9. Logarithmic functions return the value a for x, from the equation x = b ** a (wher ** means "to the power of"). b is a known base, e.g. log2(8), b = 2, a = 3. Log10(100) b = 10, a = 2. Log10(16000) = 4.2.

There is something called "natural" logarithms, which use b = 2.717...

Logarithms are good for multiplication of large numbers, because x * y = b **(log(x) + log(y)) - so in the old days, when a large multiplication needed to be done, a log-table would be used to find the log(x) and log(y), then these numbers added (which is much simpler than multiplying large numbers), and then the log-table looked up in reverse to find the answer.
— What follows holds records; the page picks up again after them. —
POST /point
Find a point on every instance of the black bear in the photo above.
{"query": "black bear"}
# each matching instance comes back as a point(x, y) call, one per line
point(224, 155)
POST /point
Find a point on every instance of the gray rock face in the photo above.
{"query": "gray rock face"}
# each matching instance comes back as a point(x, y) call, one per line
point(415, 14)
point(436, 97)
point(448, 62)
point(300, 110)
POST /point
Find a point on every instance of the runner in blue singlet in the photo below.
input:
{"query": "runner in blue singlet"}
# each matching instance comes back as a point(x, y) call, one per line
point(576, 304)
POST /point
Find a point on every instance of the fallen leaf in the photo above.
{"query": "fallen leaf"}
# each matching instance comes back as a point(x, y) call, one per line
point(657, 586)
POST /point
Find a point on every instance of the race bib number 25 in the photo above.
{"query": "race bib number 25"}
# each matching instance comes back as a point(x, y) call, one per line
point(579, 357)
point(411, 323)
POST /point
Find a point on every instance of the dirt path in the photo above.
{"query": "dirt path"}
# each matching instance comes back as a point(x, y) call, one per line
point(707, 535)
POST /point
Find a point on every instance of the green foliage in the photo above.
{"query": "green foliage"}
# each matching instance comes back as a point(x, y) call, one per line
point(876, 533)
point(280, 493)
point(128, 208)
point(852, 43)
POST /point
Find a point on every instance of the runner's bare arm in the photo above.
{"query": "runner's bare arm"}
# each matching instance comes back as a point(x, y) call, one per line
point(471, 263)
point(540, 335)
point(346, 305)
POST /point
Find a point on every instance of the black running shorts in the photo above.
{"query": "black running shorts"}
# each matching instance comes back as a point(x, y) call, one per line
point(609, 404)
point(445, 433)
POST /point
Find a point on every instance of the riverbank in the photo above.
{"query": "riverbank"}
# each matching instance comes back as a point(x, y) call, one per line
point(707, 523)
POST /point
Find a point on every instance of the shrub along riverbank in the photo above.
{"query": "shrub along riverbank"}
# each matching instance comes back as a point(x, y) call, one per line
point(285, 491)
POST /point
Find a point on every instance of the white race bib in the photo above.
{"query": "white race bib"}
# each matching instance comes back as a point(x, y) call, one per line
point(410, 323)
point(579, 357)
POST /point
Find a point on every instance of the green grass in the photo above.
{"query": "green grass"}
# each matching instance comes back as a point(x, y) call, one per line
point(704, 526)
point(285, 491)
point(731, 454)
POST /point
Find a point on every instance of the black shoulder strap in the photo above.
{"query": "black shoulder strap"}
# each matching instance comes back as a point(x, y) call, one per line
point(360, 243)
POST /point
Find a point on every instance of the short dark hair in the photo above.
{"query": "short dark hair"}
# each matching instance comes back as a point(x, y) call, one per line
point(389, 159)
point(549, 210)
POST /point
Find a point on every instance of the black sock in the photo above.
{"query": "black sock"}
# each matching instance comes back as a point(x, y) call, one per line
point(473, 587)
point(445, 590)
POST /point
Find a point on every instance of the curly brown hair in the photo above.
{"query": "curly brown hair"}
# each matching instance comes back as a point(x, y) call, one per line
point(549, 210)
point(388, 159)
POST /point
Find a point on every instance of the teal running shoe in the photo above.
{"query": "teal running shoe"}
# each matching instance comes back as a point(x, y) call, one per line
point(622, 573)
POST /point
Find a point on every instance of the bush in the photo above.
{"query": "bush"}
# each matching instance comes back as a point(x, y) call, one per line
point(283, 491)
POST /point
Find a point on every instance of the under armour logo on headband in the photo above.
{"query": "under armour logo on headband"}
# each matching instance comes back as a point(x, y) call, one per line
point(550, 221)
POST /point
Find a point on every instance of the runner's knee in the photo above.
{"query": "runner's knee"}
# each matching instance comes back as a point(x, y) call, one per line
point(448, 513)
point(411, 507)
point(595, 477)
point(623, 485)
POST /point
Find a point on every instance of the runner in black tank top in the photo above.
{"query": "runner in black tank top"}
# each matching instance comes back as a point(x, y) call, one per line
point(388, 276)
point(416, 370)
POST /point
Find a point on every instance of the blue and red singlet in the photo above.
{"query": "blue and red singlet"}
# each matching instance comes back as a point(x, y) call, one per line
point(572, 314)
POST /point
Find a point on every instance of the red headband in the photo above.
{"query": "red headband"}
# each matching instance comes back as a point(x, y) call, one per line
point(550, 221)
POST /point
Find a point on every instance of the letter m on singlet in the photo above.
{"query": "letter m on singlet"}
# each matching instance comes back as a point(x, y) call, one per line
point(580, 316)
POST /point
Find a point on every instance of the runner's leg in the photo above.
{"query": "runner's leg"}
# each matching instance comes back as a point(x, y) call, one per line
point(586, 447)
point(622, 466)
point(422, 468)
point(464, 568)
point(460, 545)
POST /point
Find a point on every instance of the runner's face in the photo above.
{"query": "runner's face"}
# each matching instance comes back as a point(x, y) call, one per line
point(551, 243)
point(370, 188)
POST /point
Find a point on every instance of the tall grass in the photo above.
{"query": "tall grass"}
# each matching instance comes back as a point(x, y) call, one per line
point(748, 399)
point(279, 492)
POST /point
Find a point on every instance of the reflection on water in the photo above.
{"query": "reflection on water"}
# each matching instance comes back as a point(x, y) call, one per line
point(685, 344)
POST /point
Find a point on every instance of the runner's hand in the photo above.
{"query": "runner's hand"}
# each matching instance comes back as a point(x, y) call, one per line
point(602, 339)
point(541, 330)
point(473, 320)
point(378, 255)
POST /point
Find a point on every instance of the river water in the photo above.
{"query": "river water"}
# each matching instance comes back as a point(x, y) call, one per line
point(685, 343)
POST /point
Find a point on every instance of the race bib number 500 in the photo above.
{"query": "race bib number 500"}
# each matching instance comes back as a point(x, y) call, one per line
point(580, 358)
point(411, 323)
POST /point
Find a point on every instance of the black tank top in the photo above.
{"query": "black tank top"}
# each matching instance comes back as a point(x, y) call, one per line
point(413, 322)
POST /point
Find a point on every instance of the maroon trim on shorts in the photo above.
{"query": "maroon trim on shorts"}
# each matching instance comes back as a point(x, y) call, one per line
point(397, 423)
Nowadays, we can mostly just get on with multiplying numbers directly, thanks to calculators and computers.

--
Mats

10. Thank you CodeMonkey and matsp for the log review. The coding makes sense now, but

Code:
`unsigned arr[] = { 193887893, 123, 3892, 7, 382798, 1111 };`
What is that part for?

11. Originally Posted by dnguyen1022
Thank you CodeMonkey and matsp for the log review. The coding makes sense now, but

Code:
`unsigned arr[] = { 193887893, 123, 3892, 7, 382798, 1111 };`
What is that part for?
That's just a set of numbers to show how the "number of digits" work.

--
Mats

12. Would this set of numbers be for the compiler's reference or simply for me(us) to see?

13. Originally Posted by dnguyen1022
Would this set of numbers be for the compiler's reference or simply for me(us) to see?
Just for us to see how it works - e.g. 193887893 will print out <fx counting.../> 9 digits.

Whenever you show how something works, or want to perform some sort of calculation, you need some "sample data", something that represents your data for the purpose of testing. In this case, some varying length numbers to show that the output is correct for those values.

--
Mats

14. ohhh got it. Thanks.